Creating a Culture of Belonging: Jodie Glean Appointed Executive Director, Equity, Diversity & Inclusion

Newly appointed as the University of Toronto’s Executive Director, Equity, Diversity & Inclusion, Jodie Glean is already familiar with the challenges and opportunities that this role entails. She served as Interim Executive Director for five months, transitioning last December from her responsibilities as Director, Anti-Racism & Cultural Diversity Office (ARCDO).

Jodie Glean
Jodie Glean, Executive Director, Equity, Diversity & Inclusion at U of T (photo by Moussa Faddoul)

Kelly Hannah-Moffat, Vice-President, People Strategy, Equity & Culture, explains the extensive process that led to Glean’s appointment.

“We conducted a consultative review process, including the President’s Office and representatives across divisions, campuses, and portfolios,” she explains. “During this review, Jodie’s incredible skill as a collaborative problem-solver shone through, as did her profound understanding of our University and her extensive experience engaging diverse members of our community in thinking and talking about change. This is hard work, and Jodie brings energy and commitment to every issue.”

With a strong track record of building relationships, Glean has frequently engaged across campuses and all levels of the institution to develop compassionate strategies that address community concerns. She provided administrative support to numerous initiatives, such as the Antisemitism Working Group, and her accomplishments in the field of equity and anti-racism work at and beyond U of T earned her the prestigious 2020 Black Business Professional Association (BBPA) Harry Jerome Diversity Award.

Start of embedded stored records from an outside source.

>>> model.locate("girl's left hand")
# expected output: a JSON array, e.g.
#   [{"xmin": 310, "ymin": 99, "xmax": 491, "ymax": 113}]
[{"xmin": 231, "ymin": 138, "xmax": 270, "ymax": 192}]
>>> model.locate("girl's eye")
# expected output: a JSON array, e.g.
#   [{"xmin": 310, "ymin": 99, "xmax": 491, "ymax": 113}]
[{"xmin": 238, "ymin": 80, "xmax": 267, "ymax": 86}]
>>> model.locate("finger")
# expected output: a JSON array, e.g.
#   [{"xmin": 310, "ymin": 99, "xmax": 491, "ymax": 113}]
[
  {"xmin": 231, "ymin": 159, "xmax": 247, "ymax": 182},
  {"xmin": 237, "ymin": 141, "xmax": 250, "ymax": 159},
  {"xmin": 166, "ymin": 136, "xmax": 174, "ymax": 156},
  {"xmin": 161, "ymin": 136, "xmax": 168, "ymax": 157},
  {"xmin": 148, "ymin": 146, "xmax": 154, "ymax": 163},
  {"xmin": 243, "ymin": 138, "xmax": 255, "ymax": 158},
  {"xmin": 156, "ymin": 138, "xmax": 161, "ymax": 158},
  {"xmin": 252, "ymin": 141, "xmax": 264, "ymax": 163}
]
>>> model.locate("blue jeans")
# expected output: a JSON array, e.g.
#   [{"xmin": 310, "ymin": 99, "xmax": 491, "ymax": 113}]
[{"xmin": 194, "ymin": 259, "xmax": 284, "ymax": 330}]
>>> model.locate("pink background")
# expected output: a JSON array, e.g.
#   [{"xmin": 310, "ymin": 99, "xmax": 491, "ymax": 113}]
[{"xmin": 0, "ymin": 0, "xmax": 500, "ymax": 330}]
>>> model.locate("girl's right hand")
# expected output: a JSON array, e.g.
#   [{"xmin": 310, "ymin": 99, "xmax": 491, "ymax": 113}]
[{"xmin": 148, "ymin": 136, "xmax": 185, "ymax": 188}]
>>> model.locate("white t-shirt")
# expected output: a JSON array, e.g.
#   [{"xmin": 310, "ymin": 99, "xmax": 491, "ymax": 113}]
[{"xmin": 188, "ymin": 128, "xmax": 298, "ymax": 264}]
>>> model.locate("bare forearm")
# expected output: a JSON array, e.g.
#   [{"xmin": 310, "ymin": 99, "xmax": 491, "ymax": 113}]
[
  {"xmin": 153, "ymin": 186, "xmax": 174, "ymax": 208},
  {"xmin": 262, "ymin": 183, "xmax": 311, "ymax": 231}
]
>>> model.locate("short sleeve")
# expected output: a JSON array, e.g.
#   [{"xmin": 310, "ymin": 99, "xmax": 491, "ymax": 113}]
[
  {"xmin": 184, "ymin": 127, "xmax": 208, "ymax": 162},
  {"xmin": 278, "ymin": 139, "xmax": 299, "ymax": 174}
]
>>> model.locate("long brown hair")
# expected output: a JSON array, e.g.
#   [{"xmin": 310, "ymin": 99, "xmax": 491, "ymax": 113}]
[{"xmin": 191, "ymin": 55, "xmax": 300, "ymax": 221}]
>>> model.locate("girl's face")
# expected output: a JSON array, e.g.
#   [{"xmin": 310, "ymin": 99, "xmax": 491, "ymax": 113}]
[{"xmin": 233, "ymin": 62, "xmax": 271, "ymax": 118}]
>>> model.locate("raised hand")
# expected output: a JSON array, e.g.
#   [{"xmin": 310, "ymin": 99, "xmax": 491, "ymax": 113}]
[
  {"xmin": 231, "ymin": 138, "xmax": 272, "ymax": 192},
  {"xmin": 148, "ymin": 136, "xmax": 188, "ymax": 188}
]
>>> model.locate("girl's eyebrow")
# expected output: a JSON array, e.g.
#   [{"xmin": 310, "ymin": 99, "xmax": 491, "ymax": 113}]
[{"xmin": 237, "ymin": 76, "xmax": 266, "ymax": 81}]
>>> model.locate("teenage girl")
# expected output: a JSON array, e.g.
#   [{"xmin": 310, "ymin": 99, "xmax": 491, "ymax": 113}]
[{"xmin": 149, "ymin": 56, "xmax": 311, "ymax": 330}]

A self-professed “educator at heart,” Glean contends that culture change is not possible without strong educational programming to engage students, faculty, librarians, and staff in actively thinking, talking, and learning about the many manifestations of racism, discrimination, and bias, both at the University and in society at large. At ARCDO, she was instrumental in deepening our community’s learning and in collaborating with experts to provide restorative spaces for students, staff, faculty, and librarians directly impacted by racism and discrimination. Under her leadership, ARCDO also launched the Race, Equity & Action Speaker Series and the Reflect. Restore. Action. program.

As Executive Director, Equity, Diversity & Inclusion, Glean is excited to continue working with
the ARCDO team. She notes that ARCDO’s mandate and offerings are grounded in the same theoretical frameworks that inform her current doctoral research at York University.

“For many years, addressing the issue of racism has been left off the table,” Glean notes, adding that the champions of anti-racism work at U of T and at peer institutions foreground its importance. In doing so, they recognize “the unique challenge that racism brings to any experience,” whether in the post-secondary sector, in society, or in daily life.

Glean also argues for an intersectional approach to equity work that acknowledges the interconnectedness of our identities with experiences of discrimination and systemic barriers based on race, gender, faith, disability, or other factors. This approach has informed her career, including more than a decade in the field of human rights and EDI at Humber College and York University. It will equally inform her first major objective as Executive Director, Equity, Diversity & Inclusion: to consult with the University community on collectively defining our institutional commitments to EDI and anti-racism and aligning recommendations of key institutional Indigenous and EDI-related reports—including those of the recently launched Anti-Asian Racism Working Group.

Glean’s own post-secondary experience motivates her continued striving to create a culture of belonging at the University of Toronto. Leaving the Caribbean (Grenada) to complete an undergraduate degree in Canada, she felt isolated and uncertain about how to find connection. In her final year, she enrolled in a life-changing course focused on race and politics taught by a Black professor, Dr. Annette Isaac. Isaac became her mentor.

For Glean, four years into a degree felt far too late. She is determined to build on the “amazing work already in existence” at U of T and to ensure that everyone—from new staff to prospective students, from senior leaders to long-serving faculty and librarians—can participate fully in everything the University has to offer from the beginning of their time here.

Creating a culture of belonging at the University of Toronto will remain Glean’s primary goal as she advances change in the role of Executive Director, Equity, Diversity & Inclusion.